Dopo il suo rilascio, il dottor Zaqout è tornato al Kamal Adwan per continuare il suo lavoro.
Fonte:
– https://www.facebook.com/ajplusenglish/videos/palestinian-surgeon-detained-twice-by-israeli-forces-is-released/905970880752432/
@ajplus
ISAAM ABU AVE
Un medico di Gaza liberato dalla prigionia, riprende il suo lavoro dopo 200 giorni di sequestro.
“La situazione era piuttosto difficile. C’erano molte malattie tra i giovani (nella detenzione israeliana). Soffrivano la fame. Ma il nostro morale è rimasto alto. Indipendentemente dai metodi che hanno usato contro di noi. Le condizioni dei prigionieri all’interno delle carceri sono deplorevoli. Ho letto la letteratura carceraria: sono un buon lettore. Tuttavia nessun libro menzionava i metodi di tortura che gli occupanti hanno impiegarono contro di noi.
Anche se ve lo dicessi.. io stesso non crederei mai a quello che ci hanno fatto.

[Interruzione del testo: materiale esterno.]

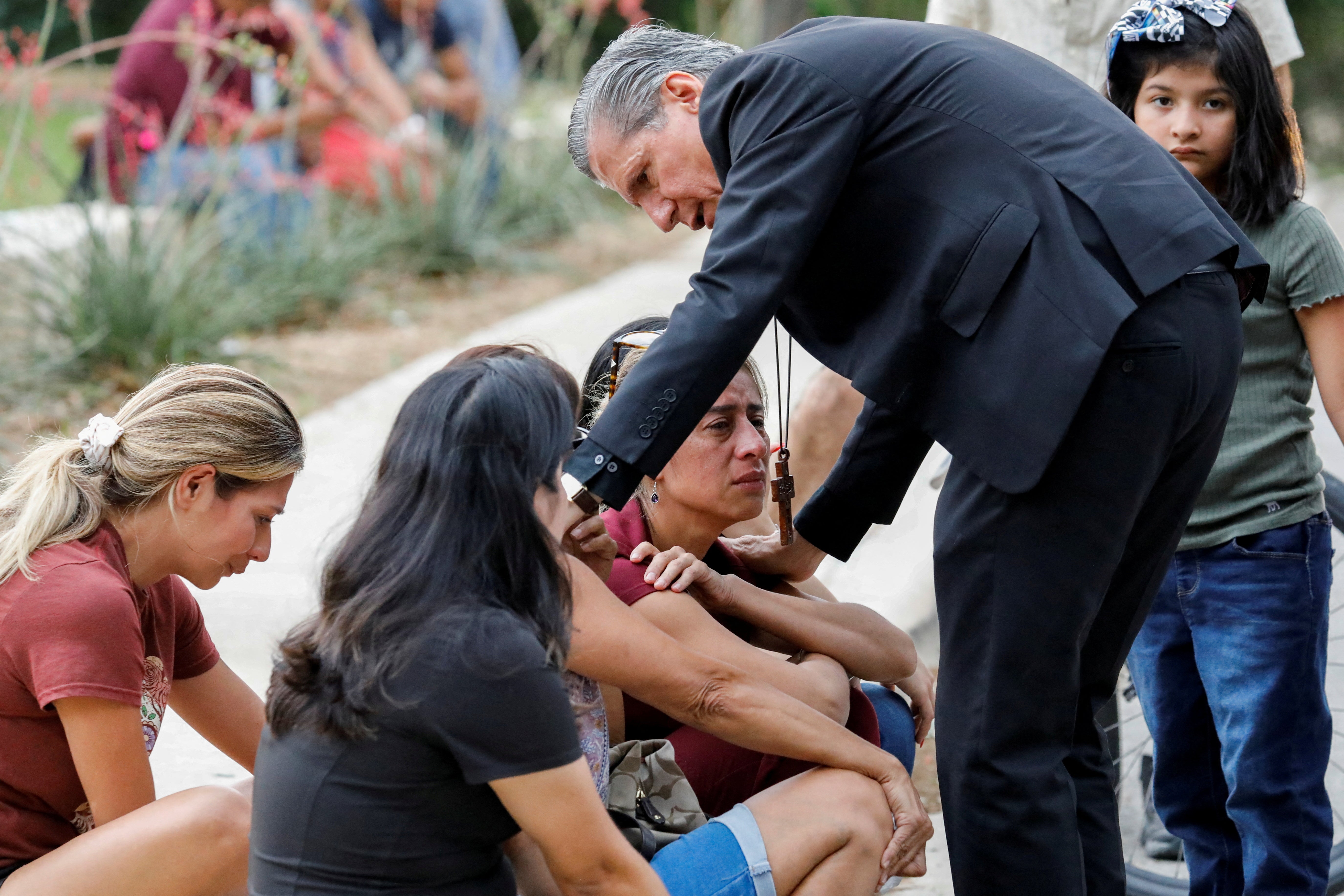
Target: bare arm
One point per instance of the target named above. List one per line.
(855, 636)
(224, 710)
(1323, 328)
(560, 810)
(818, 680)
(108, 745)
(618, 647)
(454, 88)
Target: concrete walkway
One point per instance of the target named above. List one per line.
(249, 615)
(892, 570)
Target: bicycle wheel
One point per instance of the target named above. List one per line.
(1132, 750)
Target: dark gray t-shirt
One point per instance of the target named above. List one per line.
(1268, 475)
(411, 810)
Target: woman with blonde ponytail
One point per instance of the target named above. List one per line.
(99, 635)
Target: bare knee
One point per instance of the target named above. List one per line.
(861, 807)
(222, 820)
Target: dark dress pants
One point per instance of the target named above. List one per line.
(1042, 594)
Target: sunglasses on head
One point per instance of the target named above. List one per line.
(639, 339)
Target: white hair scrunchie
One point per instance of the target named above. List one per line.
(97, 440)
(1162, 21)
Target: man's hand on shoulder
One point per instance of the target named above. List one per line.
(765, 555)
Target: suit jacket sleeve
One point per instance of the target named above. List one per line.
(783, 139)
(869, 481)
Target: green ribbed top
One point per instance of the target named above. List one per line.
(1268, 475)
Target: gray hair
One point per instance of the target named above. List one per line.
(621, 89)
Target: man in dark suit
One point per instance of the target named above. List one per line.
(1000, 261)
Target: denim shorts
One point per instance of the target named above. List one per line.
(725, 858)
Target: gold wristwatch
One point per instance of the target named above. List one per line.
(578, 495)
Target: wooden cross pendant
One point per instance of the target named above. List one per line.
(781, 492)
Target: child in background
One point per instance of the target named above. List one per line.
(99, 636)
(1230, 664)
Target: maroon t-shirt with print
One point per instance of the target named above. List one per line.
(83, 629)
(721, 774)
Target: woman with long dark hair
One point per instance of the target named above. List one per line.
(420, 719)
(675, 570)
(1230, 663)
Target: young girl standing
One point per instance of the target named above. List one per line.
(99, 635)
(1230, 663)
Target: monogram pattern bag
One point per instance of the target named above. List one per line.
(650, 797)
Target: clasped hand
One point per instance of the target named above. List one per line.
(679, 570)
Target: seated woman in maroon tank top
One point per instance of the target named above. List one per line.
(674, 570)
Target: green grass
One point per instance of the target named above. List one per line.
(46, 164)
(175, 285)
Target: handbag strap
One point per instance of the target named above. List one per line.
(636, 832)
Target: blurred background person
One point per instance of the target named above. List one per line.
(362, 151)
(152, 156)
(420, 46)
(1073, 35)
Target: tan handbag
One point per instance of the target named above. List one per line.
(651, 790)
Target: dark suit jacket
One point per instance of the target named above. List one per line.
(951, 222)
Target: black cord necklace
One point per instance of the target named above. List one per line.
(781, 487)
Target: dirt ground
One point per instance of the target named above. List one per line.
(393, 319)
(396, 319)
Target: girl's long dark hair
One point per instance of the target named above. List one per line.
(1265, 170)
(447, 534)
(596, 379)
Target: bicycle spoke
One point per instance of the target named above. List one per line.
(1134, 718)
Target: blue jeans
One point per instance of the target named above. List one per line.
(725, 858)
(896, 723)
(1230, 668)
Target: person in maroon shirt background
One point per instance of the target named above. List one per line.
(669, 539)
(151, 83)
(100, 637)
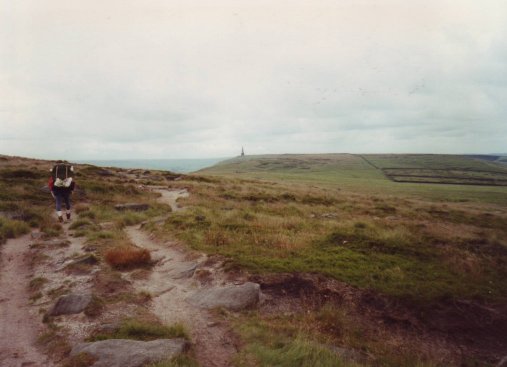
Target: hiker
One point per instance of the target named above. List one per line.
(61, 185)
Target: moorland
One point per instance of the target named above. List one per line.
(363, 260)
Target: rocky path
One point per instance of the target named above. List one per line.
(185, 288)
(19, 327)
(172, 283)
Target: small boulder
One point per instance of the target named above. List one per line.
(233, 298)
(138, 207)
(503, 362)
(183, 270)
(71, 304)
(130, 353)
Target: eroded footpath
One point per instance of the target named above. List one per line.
(20, 325)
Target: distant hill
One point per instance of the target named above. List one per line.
(457, 175)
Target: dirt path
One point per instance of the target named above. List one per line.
(19, 327)
(171, 283)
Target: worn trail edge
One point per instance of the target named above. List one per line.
(171, 283)
(19, 326)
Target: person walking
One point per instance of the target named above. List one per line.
(61, 185)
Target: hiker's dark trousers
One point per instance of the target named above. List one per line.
(62, 196)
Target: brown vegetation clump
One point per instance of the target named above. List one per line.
(122, 257)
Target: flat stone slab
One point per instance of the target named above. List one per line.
(138, 207)
(235, 298)
(130, 353)
(71, 304)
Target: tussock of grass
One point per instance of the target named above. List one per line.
(267, 347)
(123, 257)
(142, 330)
(375, 242)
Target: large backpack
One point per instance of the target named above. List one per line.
(62, 174)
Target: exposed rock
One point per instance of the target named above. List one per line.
(138, 207)
(130, 353)
(503, 362)
(183, 270)
(107, 225)
(52, 243)
(231, 297)
(71, 304)
(36, 235)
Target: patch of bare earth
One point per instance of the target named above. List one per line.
(170, 283)
(20, 323)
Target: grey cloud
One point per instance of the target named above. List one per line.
(160, 78)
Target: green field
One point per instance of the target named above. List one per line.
(370, 174)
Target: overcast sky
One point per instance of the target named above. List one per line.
(188, 79)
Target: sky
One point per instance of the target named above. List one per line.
(123, 79)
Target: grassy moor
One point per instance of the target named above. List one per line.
(356, 268)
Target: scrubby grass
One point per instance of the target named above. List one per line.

È molto strano.. Immagina: mi hanno rotto i denti. Immagina: hanno preso lo scopino del WC e hanno strofinato la suasporcizia sui miei denti. È questo un metodo ragionevole di interrogatorio? Come medico non ho alcun legame con alcuna organizzazione o gruppo di resistenza. Sono un chirurgo. La mia accusa è di possedere un bisturi e delle forbici.
Il mio peso era di 116 chilogrammi, ho perso 37 chilogrammi.
Quando sono entrato per la prima volta in ospedale, i miei colleghi non mi hanno riconosciuto perché avevo perso tanto peso a partire dai mei 116 chilogrammi. A causa di tutte queste rughe ed emaciamento nel mio corpo, la maggior parte dei colleghi non mi riconosceva”.
Fonte:
– https://www.instagram.com/p/C9N0q-Yuixd/
@anadoluagency
29 luglio 2024
Nota finale
Oggi si è saputo che, in quello che speriamo non sia un tentativo di ripulirsi la faccia, nove militari Israeliani sono stati imputati per aver partecipato allo strupro di un prigioniero palestinese.